Why use Claude for security work

Traditional tooling is good at patterns and bad at context. A scanner says a function calls a dangerous routine; it cannot tell you whether the input reaching it is attacker-controlled three files away. Claude can hold that context, follow the data flow, and reason about exploitability the way a human reviewer does, only faster and across more files at once.
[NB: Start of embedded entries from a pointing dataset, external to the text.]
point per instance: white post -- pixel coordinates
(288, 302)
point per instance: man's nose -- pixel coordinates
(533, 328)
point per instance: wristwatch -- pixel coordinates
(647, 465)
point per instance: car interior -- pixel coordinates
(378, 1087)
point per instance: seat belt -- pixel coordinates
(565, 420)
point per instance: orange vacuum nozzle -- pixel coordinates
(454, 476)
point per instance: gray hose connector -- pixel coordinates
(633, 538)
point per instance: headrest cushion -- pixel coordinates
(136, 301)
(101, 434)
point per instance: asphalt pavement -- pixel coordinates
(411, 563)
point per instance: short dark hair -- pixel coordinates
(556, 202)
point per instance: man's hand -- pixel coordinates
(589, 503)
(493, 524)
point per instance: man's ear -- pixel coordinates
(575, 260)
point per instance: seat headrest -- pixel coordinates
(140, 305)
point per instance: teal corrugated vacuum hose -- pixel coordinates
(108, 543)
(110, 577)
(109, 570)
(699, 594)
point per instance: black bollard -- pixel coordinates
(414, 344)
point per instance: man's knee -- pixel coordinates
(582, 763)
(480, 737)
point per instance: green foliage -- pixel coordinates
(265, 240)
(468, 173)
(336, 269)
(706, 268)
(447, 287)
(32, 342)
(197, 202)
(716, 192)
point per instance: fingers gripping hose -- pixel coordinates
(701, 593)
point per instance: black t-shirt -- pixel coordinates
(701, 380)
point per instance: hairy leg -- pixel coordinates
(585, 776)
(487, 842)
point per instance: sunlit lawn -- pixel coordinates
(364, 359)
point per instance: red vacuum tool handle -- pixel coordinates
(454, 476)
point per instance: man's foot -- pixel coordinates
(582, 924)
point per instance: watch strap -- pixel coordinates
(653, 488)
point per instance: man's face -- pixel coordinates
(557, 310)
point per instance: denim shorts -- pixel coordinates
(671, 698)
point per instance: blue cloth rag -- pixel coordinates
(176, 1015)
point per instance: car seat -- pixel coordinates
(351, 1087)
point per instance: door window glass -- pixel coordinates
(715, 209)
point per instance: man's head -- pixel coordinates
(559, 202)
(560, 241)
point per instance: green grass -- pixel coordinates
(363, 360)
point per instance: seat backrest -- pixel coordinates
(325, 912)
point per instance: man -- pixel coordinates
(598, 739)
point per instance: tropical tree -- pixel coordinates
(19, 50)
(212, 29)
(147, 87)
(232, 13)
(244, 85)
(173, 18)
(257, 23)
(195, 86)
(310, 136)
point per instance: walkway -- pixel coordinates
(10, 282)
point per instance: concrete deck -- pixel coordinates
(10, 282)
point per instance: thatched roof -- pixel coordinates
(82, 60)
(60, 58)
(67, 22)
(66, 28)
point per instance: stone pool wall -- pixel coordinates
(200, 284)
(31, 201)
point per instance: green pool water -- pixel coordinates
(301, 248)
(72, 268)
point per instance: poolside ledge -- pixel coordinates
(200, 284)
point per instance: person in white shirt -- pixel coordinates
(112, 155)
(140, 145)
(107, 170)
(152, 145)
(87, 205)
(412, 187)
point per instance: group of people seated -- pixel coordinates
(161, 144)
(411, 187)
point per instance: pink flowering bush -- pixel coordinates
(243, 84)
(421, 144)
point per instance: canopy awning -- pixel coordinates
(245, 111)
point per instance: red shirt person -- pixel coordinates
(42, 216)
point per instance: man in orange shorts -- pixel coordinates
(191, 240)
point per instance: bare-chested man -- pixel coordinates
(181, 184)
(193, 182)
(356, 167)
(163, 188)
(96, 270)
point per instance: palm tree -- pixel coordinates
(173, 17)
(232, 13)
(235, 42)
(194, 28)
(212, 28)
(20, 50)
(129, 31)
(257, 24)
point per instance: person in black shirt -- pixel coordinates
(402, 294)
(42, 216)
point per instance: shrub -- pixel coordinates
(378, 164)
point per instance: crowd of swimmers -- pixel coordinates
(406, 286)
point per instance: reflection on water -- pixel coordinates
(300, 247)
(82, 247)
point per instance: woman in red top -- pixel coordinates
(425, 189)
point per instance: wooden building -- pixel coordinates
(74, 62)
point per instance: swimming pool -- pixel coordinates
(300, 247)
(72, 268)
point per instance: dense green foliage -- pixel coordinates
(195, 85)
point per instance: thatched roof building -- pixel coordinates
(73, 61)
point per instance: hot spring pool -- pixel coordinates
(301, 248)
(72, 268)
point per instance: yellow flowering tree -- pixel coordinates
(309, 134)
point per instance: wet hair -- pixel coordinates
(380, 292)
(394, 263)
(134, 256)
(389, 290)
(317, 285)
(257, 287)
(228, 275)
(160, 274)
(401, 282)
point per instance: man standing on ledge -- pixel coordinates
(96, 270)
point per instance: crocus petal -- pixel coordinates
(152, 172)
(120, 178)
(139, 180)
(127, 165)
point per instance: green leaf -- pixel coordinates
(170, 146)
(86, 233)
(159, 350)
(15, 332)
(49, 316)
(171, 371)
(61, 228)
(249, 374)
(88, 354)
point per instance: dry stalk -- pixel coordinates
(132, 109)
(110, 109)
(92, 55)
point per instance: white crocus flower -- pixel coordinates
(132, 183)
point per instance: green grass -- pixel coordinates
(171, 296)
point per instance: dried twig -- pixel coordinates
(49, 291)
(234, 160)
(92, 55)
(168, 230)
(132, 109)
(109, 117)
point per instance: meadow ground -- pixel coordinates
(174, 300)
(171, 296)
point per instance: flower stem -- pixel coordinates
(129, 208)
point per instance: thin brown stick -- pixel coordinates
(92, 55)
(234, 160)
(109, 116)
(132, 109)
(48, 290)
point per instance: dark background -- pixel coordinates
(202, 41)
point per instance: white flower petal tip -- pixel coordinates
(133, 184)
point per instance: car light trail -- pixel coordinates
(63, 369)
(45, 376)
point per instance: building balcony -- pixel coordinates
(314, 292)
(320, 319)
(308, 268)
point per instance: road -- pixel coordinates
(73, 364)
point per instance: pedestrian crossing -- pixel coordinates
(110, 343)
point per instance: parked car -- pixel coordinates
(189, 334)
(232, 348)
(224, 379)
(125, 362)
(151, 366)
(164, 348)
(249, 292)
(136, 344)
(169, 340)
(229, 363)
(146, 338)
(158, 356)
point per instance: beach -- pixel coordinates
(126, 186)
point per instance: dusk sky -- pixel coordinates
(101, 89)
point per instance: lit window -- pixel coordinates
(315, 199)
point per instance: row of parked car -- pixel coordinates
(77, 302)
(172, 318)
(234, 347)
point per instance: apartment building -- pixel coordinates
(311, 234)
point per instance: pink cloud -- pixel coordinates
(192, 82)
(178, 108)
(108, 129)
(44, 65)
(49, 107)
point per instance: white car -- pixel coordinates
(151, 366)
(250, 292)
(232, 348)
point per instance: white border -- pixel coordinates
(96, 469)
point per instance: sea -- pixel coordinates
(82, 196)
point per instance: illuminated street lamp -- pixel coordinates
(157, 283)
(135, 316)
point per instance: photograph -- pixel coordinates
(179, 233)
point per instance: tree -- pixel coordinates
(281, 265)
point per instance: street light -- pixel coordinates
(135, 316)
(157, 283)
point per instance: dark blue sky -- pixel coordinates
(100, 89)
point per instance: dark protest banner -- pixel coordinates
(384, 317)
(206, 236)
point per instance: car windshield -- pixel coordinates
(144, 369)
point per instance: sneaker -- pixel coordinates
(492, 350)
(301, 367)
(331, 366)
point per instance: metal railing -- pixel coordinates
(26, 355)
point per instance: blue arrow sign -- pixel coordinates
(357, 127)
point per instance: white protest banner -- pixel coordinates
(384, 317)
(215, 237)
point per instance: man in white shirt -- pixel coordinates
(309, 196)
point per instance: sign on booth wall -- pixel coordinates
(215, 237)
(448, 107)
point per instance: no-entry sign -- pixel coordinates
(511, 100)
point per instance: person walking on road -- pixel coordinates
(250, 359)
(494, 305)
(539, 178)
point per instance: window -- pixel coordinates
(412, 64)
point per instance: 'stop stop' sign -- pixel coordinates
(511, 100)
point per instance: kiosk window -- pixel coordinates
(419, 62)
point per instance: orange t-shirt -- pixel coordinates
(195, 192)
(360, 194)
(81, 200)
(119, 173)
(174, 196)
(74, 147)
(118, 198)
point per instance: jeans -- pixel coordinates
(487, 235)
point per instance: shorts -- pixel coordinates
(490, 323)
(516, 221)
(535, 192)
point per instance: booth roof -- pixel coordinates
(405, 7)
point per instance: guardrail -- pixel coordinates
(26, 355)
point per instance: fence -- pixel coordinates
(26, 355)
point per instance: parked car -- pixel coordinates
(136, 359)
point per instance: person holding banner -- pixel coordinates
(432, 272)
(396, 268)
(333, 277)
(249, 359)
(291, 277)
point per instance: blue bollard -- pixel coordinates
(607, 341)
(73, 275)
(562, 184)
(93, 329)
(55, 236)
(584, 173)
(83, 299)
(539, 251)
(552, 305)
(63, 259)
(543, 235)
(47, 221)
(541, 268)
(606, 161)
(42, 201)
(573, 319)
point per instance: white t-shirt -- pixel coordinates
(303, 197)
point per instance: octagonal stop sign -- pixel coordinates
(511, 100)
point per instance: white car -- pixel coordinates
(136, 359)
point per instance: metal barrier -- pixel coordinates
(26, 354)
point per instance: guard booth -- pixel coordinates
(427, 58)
Reach for it when you need to:

Review code for vulnerabilities with full cross-file context
Threat-model a design or map trust boundaries and data flows
Triage and de-duplicate noisy scanner output
Write or refine detection and static-analysis rules
Draft a proof-of-concept test for a confirmed bug
Explain a finding clearly to the team that has to fix it

The shift that matters is chat to agent: Claude does not just answer, it runs tools, reads files and iterates. That is what makes it powerful for testing, and exactly why the rest of this guide spends as long on containment as on capability.

The five building blocks

These primitives do almost all the work. Learn what each is for and your setup stays clean and auditable.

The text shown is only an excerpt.